Vor der Unterweltgöttin Proserpina angekommen lehnt Psyche – wie es ihr geraten wurde – ein aufwendiges Mahl ab und nimmt nur trockenes Brot entgegen. Das gefällt Proserpina und sie füllt ein Kästchen mit ihrer Salbe ab und überreicht es Psyche. Voller Freude tritt Psyche den Rückweg nach der Anweisung des sprechenden Turmes an und gelangt tatsächlich wieder unbeschadet aus der Welt des Todes heraus.
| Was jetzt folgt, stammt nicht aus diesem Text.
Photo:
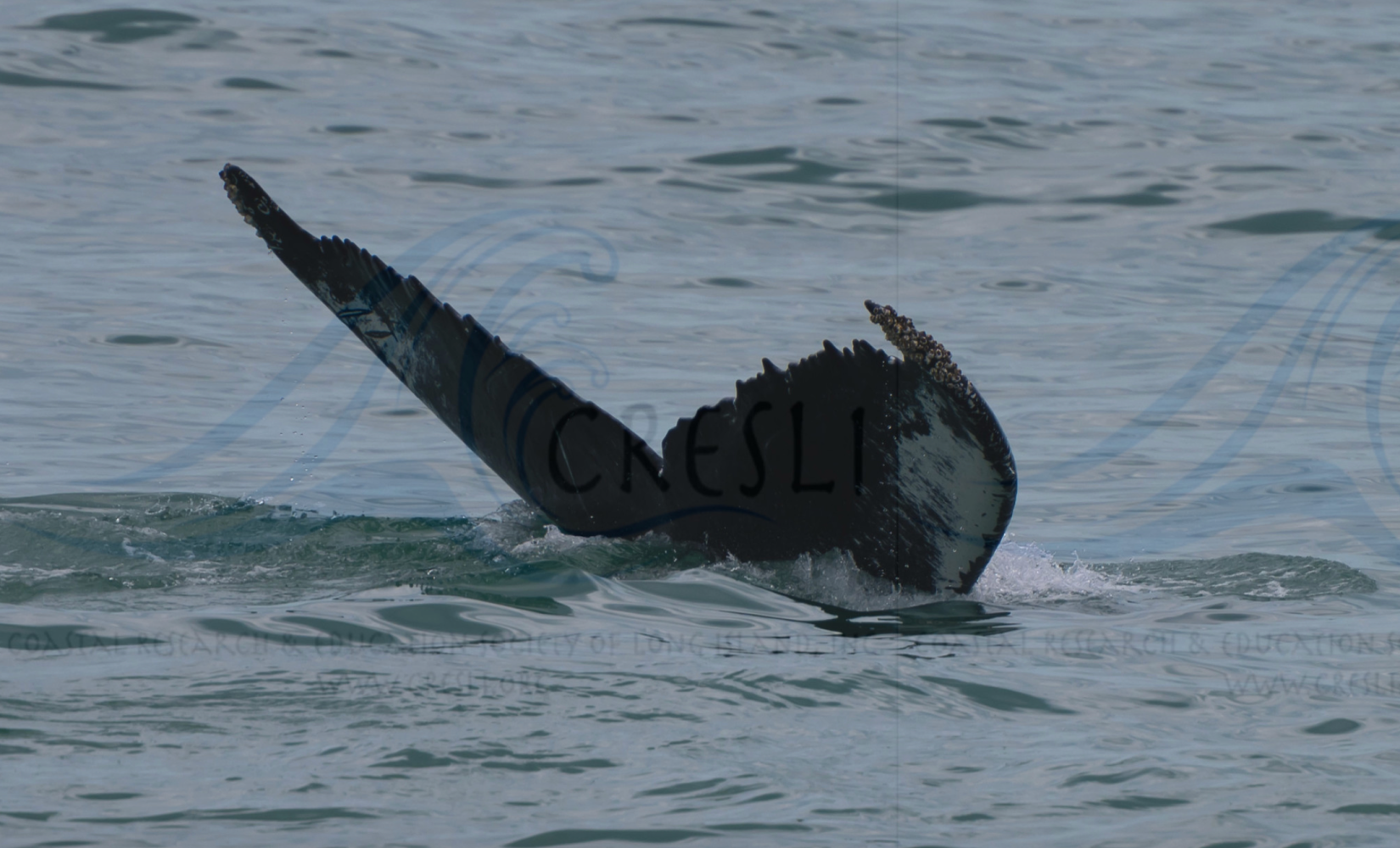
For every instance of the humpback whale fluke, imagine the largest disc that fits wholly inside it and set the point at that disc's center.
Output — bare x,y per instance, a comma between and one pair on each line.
898,462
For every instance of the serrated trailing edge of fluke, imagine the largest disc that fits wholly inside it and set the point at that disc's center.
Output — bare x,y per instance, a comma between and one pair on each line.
910,475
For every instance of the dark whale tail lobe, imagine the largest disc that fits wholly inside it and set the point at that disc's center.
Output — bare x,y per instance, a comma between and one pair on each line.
899,462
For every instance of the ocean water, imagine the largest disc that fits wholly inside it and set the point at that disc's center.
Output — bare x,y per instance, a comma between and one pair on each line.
252,594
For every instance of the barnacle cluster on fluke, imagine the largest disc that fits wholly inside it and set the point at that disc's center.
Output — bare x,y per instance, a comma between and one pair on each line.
898,462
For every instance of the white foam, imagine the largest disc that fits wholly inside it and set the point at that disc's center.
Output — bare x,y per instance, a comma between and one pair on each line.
1022,574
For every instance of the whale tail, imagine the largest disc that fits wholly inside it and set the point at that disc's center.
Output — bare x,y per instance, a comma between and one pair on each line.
898,462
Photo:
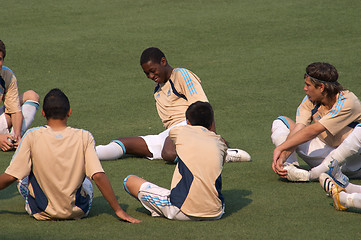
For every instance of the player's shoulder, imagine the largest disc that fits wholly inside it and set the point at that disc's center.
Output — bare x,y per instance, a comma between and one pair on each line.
7,72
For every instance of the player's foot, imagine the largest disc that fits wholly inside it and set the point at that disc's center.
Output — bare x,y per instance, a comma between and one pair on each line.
332,189
237,155
296,174
335,172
Aber Psyche, die Leibseele, ist weiblicher Natur, neugierig und eitel, wen wundert es also, dass sie in der verständlichen Hoffnung, ihren Gemahl Amor erneut betören zu können, ein wenig der Schönheitssalbe für sich selbst verwenden möchte. Vorsichtig öffnet sie deshalb das Kästchen mit der Schönheitssalbe der Proserpina, doch zu ihrem großen Erstaunen ist gar keine Salbe darin! Stattdessen fällt sie sogleich in einen stygischen Schlaf. Alle Trance-Therapeuten der letzten fünftausend Jahre können sich darüber freuen:
Die Wundersalbe Proserpinas kann weder Heilsalbe
oder Globoli, noch eine andere Rezeptur sein,
sie ist TRANCE.
Amor, der inzwischen genesen ist und leidenschaftliche Sehnsucht nach Psyche verspürt, erwirkte bei Jupiter die Heiratserlaubnis, gegen die sich Venus wegen des hierarchischen Ranges nicht zu stellen vermochte. Und Amor, der Gott der Liebe selbst, erweckt Psyche aus der Trance. Unter Beiwohnung des Pantheons wird endlich Hochzeit auf dem Olymp gefeiert. Amor und Psyche, Leibseele und Geistseele, sind wieder vereint und können gemeinsam eine noch höhere Symbiose mit der Allseele anstreben.
Das Kind beider wird FREUDE genannt,
Freude, die für immer bleibt,
weil sie der Begeisterung der Seele entspringt!